The market remained low throughout the week due to weak parallel or global cues. The huge rollover on the F&O segment kept activity muted on Thursday, almost akin to the trend during the last expiry. This tells us that the market is heavy in terms of open positions in the F&O segment and is unable to roll over the positions as smoothly as in the past. Except technology, there were hardly any gainers on a weekly closing basis.
Micro trend of the market
Given the consistent fall, one will have to examine the micro trend of the market to get an indication about the likely trend. A closer look at the 60 minute charts of the indices shows that the market is diverging positively. (Pause of the current bearish trend and likely reversal). It means there are chances of a likely upmove if the market finds support at major levels like 5,640 and 5,600.

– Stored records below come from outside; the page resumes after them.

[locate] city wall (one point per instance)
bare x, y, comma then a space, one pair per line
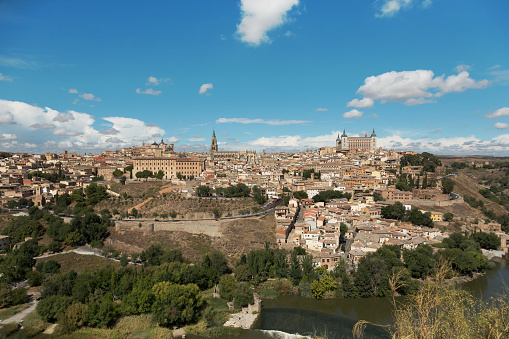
209, 227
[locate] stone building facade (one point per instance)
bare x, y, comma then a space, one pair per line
170, 166
346, 143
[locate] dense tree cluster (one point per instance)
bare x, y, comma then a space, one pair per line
168, 288
397, 211
329, 195
429, 161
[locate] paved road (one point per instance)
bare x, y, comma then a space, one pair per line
19, 316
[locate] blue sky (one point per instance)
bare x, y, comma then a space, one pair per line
279, 75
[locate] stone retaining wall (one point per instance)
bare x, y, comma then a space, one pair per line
209, 227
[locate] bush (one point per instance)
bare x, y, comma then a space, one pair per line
243, 296
53, 307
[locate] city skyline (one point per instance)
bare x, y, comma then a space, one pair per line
274, 75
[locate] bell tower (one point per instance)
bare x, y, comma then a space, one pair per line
213, 143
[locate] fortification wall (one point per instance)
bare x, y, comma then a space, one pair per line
209, 227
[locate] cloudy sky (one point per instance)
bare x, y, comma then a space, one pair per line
427, 75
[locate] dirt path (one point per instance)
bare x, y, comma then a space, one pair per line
139, 205
18, 316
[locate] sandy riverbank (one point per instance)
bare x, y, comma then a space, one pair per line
242, 319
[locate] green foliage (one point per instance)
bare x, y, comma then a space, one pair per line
300, 195
118, 173
243, 295
488, 241
35, 278
53, 307
155, 255
102, 313
21, 227
217, 213
227, 286
427, 160
447, 185
448, 216
176, 304
203, 191
11, 297
420, 261
397, 211
239, 190
328, 195
73, 318
378, 196
374, 270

Also, the activity on Thursday was in a tight range between 5,740 and 5,800. This may act as a major support and resistance for the market on Monday. Here we have to follow the levels and act accordingly. In case the market trades below 5,740, then we may see a sharp selloff up to the 5,600-level. In that case, we may reach diverging levels for the market. However, sustenance of the indices above 5,800 may trigger fresh buying opportunities in the market.
Macro trend of the market
On a weekly basis, the market tells us that under a pullback mode to the bullish rally between 5,395 and 6,185 (18,182 and 20,498 for the Sensex) and till the indices remain above 5,395 and 18,182, the intermediate trend will remain intact. Levels like 18,700 and 5,575 may act as major supports for the market on a weekly basis. In case the market reverses from these levels, we may see a pullback to the bear move between 5,575 and 6,185 (18,700 and 20,500 for the Sensex).
On the higher side, the levels of 19,700 and 20,100 for the Sensex (5,910 and 6,050 for the Nifty) may act as a prudent resistance for the market. In brief, according to the micro and macro trends of the market, currently we are heading towards the major levels of 5,600 or 5,575. Around these levels, investors can buy select stocks from a medium-term investment point of view. For traders, our advice is to enter into trading long positions, only if the market reverses sharply from any of the given levels.
Top picks in a medium term
Real Estate: If we use comparative theory in the current bearish move, then we can clearly see that the fall in the real estate sector is lesser compared with other sectors. It means money is not flowing out of the sector. Based on the above observation, we would recommend a ‘buy’ on DLF (Rs 962) with a medium-term price target of Rs 1,080. Stoploss below Rs 900 is a must.
Infrastructure: The leadership is changing from front liners to second liners. It is clearly visible if we look at stocks like GMR Infra, Lanco Infrastructure, and Housing Development Infra. Based on the above observation, we would recommend a ‘buy’ on Lanco Infrastructure (Rs 730) with a medium-term price target of Rs 900. Stoploss below Rs 670 is a must.